Sen. Susan Collins (R-Maine) voted for two of Donald Trump’s three nominees to the Supreme Court. And in doing so, the Republican repeatedly offered assurances that she believed the picks would not overturn Roe. v. Wade.
When Brett M. Kavanaugh’s confirmation hearings came around, she cast a decisive vote for him while saying that she had “full confidence” he would not overturn Roe. She stood by that even after a Kavanaugh dissent in a Supreme Court abortion case that called that into question.
Collins later voted against Trump’s third nominee, Amy Coney Barrett. But her fellow abortion-rights-supporting Republican, Sen. Lisa Murkowski (Alaska), echoed the assurances: “I don’t see her overturning the decision in Roe v. Wade.” (Murkowski had said the same of Kavanaugh, although she voted against him on temperament issues.)
In each case, the senators cited the justices’ previous comments on, and commitment to, precedent. And in each case, those assurances have now proved rather fanciful.

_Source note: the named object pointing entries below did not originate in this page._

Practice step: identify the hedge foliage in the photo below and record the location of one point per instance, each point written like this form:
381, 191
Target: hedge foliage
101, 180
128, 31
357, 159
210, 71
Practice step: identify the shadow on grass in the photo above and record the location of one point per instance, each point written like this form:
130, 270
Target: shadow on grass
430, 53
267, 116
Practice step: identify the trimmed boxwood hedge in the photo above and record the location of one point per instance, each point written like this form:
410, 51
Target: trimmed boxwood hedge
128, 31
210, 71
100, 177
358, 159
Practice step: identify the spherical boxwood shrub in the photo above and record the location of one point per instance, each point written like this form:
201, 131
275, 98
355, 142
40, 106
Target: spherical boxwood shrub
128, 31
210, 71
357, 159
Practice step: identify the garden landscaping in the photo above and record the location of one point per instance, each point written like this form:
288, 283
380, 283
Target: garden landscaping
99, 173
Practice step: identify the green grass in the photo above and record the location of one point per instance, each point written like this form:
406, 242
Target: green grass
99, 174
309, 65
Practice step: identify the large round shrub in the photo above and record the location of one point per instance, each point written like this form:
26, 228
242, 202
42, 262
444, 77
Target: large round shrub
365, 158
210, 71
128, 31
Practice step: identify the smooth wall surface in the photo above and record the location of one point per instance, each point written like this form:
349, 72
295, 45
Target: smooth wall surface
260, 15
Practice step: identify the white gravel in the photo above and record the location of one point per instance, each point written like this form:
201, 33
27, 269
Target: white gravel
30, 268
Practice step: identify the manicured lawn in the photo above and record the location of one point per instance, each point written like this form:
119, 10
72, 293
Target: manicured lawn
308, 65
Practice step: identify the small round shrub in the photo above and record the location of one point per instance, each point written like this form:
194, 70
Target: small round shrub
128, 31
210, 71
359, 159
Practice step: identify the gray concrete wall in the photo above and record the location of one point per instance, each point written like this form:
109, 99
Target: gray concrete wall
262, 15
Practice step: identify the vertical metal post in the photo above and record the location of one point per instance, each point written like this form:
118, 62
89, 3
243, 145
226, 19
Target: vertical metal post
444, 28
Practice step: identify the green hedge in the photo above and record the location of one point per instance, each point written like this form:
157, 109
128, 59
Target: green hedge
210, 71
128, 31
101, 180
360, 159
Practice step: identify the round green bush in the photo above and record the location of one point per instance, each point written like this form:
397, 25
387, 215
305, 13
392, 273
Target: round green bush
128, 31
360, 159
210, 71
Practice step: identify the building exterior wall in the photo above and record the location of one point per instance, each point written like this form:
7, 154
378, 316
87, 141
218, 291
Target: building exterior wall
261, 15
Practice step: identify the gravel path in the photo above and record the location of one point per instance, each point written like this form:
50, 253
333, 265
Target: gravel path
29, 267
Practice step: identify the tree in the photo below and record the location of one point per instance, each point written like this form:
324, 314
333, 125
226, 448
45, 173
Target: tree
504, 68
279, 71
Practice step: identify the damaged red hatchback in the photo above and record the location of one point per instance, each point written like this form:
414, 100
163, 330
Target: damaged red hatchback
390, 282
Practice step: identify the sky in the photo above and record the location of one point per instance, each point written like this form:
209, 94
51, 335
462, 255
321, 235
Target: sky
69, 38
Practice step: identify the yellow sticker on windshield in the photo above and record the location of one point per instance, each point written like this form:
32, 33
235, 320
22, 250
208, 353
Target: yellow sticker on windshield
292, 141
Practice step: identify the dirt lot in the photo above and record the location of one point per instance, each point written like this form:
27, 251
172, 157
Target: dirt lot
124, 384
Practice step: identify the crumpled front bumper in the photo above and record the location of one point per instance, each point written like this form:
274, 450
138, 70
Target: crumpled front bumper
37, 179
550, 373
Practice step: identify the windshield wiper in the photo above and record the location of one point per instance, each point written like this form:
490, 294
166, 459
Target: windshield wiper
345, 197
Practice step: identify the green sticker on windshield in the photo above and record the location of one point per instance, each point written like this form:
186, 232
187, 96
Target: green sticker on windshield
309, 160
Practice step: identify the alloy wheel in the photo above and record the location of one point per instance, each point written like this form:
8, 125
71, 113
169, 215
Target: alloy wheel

A new and extraordinary leaked draft opinion from the Supreme Court on Monday night indicated that the court is indeed poised to strike down Roe v. Wade, fulfilling a long-standing goal of social conservatives. According to Politico, which reported the leaked draft, all three of Trump’s nominees joined Justices Clarence Thomas and Samuel A. Alito Jr., the opinion’s author, to take the seismic step that would overturn nearly a half-century of precedent and allow legislators to decide abortion access themselves.
Exactly how we got to this point is complicated; nominees often decline to talk about specific issues or cases, leaving senators to glean clues through strategic questions about related topics. On abortion, that has meant peppering the nominees with questions about precedent, their adherence to it, and Roe’s ranking in the pantheon of precedents.
Collins’s and Murkowski’s assurances always threatened to blow back on them. In a statement Tuesday, Collins said that if the leaked decision were final, it would be “completely inconsistent” with what Gorsuch and Kavanaugh told her.
At the same time, some of these nominees — Kavanaugh, especially — offered answers that are somewhat difficult to square with what we see today, even as they kept the door ajar.
In his hearings, Kavanaugh was under great pressure on this issue, especially given how tight the vote was at the time. He needed Collins. When asked about Roe, he repeatedly described it as “precedent on precedent” and “settled as precedent,” citing other decisions that affirmed it, including Planned Parenthood v. Casey. He said a decision by the court to overturn precedent should be rare and that a majority of the court disagreeing with a prior decision should not be enough to overturn it.
At the same time, he declined to say that the case was “correctly settled” or “settled law.”
Gorsuch, in contrast, did agree that abortion was “settled law” but added that caveat of “in the sense that it is a decision of the U.S. Supreme Court.” He also said he accepted it was the “law of the land” that the Supreme Court had ruled that a fetus is not a person under the 14th Amendment.
He also rebuffed suggestions that Trump, who had promised to nominate only justices who would overturn Roe, had conducted a litmus test with him. He “would have walked out the door” if Trump had broached the subject, Gorsuch declared.
Gorsuch’s comments did carry some real wiggle room, as we’re now seeing, but they were sufficient for both Collins and Murkowski.
Barrett forged yet another somewhat different path on this — a path that seemed to open the door even more to overturning Roe. And as a private citizen, she had signed on to a newspaper ad saying it was “time to put an end to the barbaric legacy of Roe v. Wade.”
The concept of “super precedents” loomed large in her hearing, given that she had written about it previously and seemed to grant that there might indeed be such a thing. She indicated that Roe didn’t qualify under the definition she used, because it wasn’t universally accepted by the public. But she added that experts “across the spectrum say that doesn’t mean that Roe should be overruled.”
None of these confirmation hearings indicated that the nominees thought overturning Roe was completely out of the question, but they are worth comparing to Alito’s reported draft opinion. While it’s unclear exactly how the official decision might turn out, the opinion argues that perhaps this precedent isn’t all it’s cracked up to be — that the justices in Casey were not united in upholding the reasoning behind Roe.
“Two Justices expressed no desire to change Roe in any way,” the draft opinion says. “Four others wanted to overrule the decision in its entirety. And the three remaining Justices, who jointly signed the controlling opinion, took a third position. Their opinion did not endorse Roe’s reasoning, and it even hinted that one or more of its authors might have ‘reservations’ about whether the Constitution protects a right to abortion.”
Whether that’s what the Casey opinion said is a worthy debate. (The opinion says that “the reservations any of us may have in reaffirming the central holding of Roe are outweighed by the explication of individual liberty we have given combined with the force of stare decisis.”) But the Dobbs draft suggests that precedents and even “precedents on precedent” ultimately didn’t carry nearly as much weight as confirmation hearings might have led some people to believe.
And if you take their past comments at face value, those people include U.S. senators who cast crucial votes for justices who are now poised to dismantle a constitutional right they said they hold dear.